An example I'm going to use is chili dogs. The other night my boyfriend had made some for himself and I was having one of my usual meals. As soon as I smelled the chili and saw the melty cheese, I knew I wanted one. And BAD.
[2] Try to rationalize eating it
I tried to tell myself that I'd have just ONE and THAT'S IT. And that will fit into my calories. Plus, I should give into my cravings every once in awhile so that I don't over-do it later. So it's okay, right?
[3] "Screw it" mentality
Well, if I'm being honest, I know that just one chili dog wont fill me up. And I'll probably crave another anyways... and they'll be SOOO good. I mine as well just eat however much I want and enjoy it.

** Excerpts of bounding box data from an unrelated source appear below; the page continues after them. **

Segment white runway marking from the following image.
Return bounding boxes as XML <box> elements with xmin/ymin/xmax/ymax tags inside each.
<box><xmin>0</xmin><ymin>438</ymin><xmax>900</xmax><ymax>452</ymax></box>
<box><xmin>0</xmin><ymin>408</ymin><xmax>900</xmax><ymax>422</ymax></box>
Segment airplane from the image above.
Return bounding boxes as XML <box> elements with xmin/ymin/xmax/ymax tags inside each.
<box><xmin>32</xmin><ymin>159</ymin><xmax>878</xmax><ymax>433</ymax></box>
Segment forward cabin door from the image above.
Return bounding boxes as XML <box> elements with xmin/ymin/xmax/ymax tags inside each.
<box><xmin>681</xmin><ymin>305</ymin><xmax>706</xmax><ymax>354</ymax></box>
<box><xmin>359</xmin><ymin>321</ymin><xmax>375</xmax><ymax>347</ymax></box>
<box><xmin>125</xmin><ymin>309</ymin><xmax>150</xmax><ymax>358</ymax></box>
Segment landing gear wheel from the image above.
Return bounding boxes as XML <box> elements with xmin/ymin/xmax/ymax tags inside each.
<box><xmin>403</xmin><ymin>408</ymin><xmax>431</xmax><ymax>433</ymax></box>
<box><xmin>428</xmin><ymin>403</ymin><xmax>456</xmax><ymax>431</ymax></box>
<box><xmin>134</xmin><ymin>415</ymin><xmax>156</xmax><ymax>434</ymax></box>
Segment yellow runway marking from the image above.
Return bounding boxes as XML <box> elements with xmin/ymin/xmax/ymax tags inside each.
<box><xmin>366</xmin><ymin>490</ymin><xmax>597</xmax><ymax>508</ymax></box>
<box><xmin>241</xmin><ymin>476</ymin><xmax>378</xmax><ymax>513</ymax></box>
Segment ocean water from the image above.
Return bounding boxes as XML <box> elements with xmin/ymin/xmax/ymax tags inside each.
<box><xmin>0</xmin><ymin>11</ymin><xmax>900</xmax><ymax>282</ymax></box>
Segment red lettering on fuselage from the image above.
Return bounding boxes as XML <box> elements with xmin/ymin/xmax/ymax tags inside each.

(and if I get this far...)
[4] Desperate need to give in
At this point I feel like I absolutely, without a doubt NEED TO EAT A CHILI DOG. I can't think of what will happen if I don't... and I honestly feel like I can't stop myself from giving in.
[5] Resist. Resist. Resist.
I think that says it all. It's literally a mental war... I have to use every trick I have up my sleeve to convince my head not to have any chili dogs. I literally sit, doing nothing but going back & forth in my head - okay I'll eat it; WAIT. NO. YOU DON'T NEED IT; and so on.
[6] Finally, either proud that I didn't eat it or guilty for giving in
This is the end of the craving cycle for me and it's either 100% good or 100% bad. I've either given in or I haven't. I'm proud to say that I DID NOT eat a single chili cheese dog that day :).
This is just an example of what I personally go through when I'm having one of those flat out cravings. Does this sound like what you guys have experienced, or is it completely different for you?